Author proved this lemma briefly and i have a problem to understand it.
Proof is following: One constructs inductively lifts to $GL_2(R/m^n)$. The obstruction for a lift from the case $n$ to the case $n+1$ is given by an element in $H^2(G,M_2(m^n/m^{n+1}))$. We can check that second cohomology vanishes.(Also, we can check that first cohomology group is zero, and thus any two lifts are conjugate.) Thus one can produce an inverse system of lifts which together provides us with the desired lift into $GL_2(R)$.
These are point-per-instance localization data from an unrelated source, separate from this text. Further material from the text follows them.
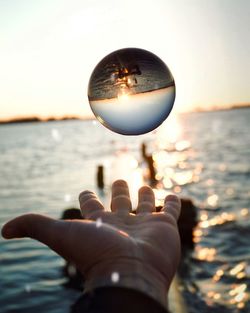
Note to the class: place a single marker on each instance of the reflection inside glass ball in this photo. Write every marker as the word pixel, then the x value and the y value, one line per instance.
pixel 131 91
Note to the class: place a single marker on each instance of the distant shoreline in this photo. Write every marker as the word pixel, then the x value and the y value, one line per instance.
pixel 40 120
pixel 71 118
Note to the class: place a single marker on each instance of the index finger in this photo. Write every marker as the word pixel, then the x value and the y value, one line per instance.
pixel 172 206
pixel 120 202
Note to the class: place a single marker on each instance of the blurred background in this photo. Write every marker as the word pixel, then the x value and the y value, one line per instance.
pixel 48 50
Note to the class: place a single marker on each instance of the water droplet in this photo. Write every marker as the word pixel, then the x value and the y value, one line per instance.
pixel 27 288
pixel 67 197
pixel 115 277
pixel 131 91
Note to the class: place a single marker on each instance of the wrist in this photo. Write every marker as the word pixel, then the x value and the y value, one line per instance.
pixel 131 274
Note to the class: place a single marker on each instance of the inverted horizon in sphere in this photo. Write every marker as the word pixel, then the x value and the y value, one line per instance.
pixel 131 91
pixel 123 114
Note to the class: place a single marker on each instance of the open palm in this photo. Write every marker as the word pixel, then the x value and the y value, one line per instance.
pixel 145 244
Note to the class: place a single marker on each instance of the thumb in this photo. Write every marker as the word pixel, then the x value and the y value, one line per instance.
pixel 42 228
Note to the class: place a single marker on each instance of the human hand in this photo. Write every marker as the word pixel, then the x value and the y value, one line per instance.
pixel 139 251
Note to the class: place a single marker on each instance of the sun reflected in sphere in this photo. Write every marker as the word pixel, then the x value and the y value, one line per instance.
pixel 131 91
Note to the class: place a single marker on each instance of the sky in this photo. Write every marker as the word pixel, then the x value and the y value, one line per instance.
pixel 49 48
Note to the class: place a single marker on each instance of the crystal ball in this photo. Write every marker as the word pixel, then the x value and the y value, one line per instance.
pixel 131 91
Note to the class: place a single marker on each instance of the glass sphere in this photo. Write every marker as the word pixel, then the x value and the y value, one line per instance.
pixel 131 91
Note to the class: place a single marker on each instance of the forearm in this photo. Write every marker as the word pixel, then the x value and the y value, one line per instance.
pixel 117 299
pixel 129 274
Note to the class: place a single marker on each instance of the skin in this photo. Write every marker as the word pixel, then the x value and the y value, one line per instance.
pixel 139 251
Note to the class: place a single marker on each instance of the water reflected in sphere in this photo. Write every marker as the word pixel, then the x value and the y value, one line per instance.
pixel 131 91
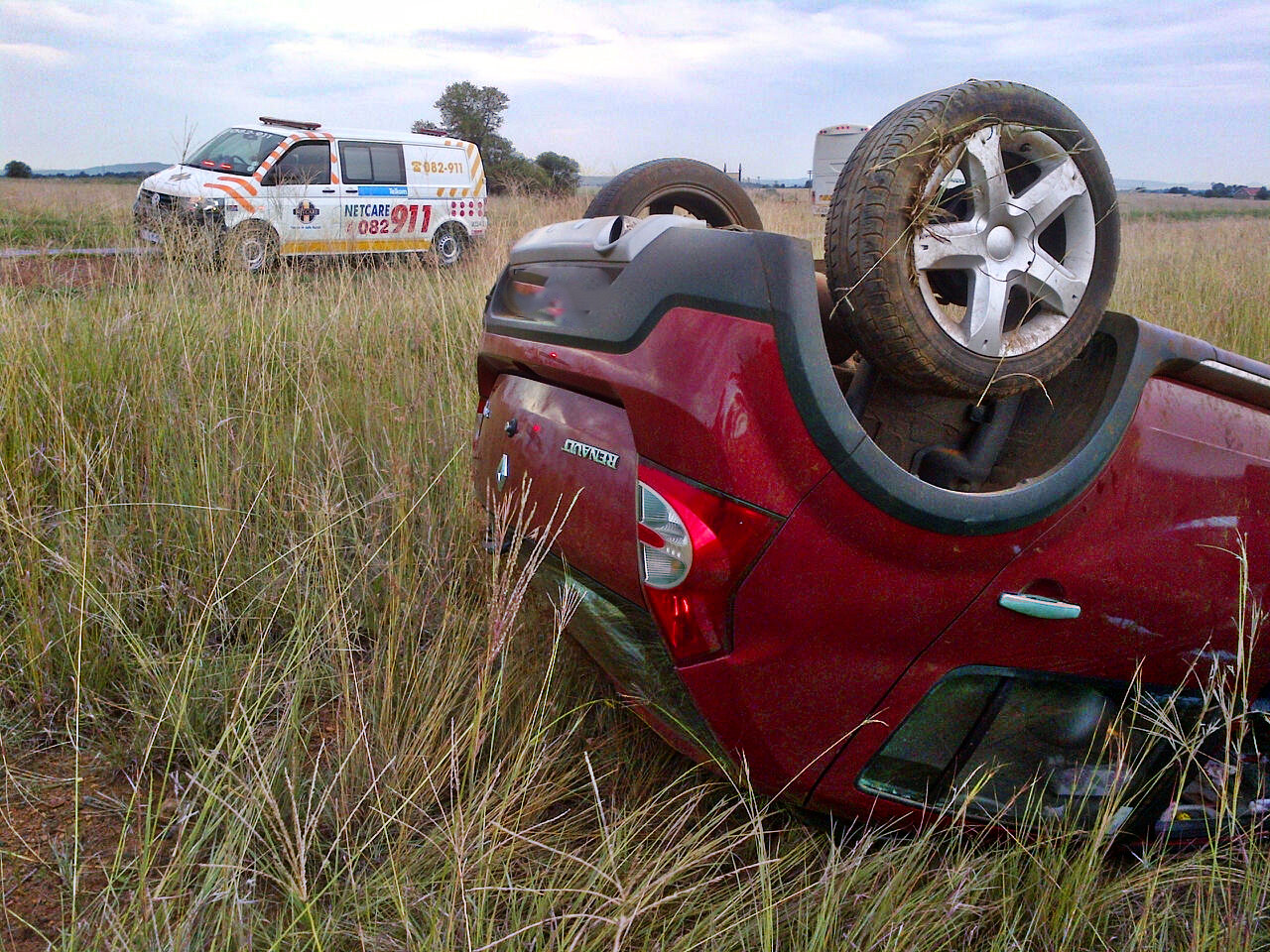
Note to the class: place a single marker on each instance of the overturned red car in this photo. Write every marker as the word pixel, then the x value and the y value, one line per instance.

My questions are following:
(i): Assume that we have a lift $\rho_n:G\rightarrow GL_2(R/m^n)$. Why second comology group $H^2(G,M_2(m^n/m^{n+1}))=0$ implies the existance of lift $\rho_{n+1}:G\rightarrow GL_2(R/m^{n+1})$? I just know the basic definitions for group cohomology. Likewise i don't understand why first cohomology group is zero implies that any two lifts are conjugate.
(ii): Since $R\cong\lim_{\leftarrow n}R/m^n$ and $(\rho_n(g))_{n}\in\lim_{\leftarrow n}R/m^n$, define $\rho(g):=(\rho_n(g))_{n}$. Is it right??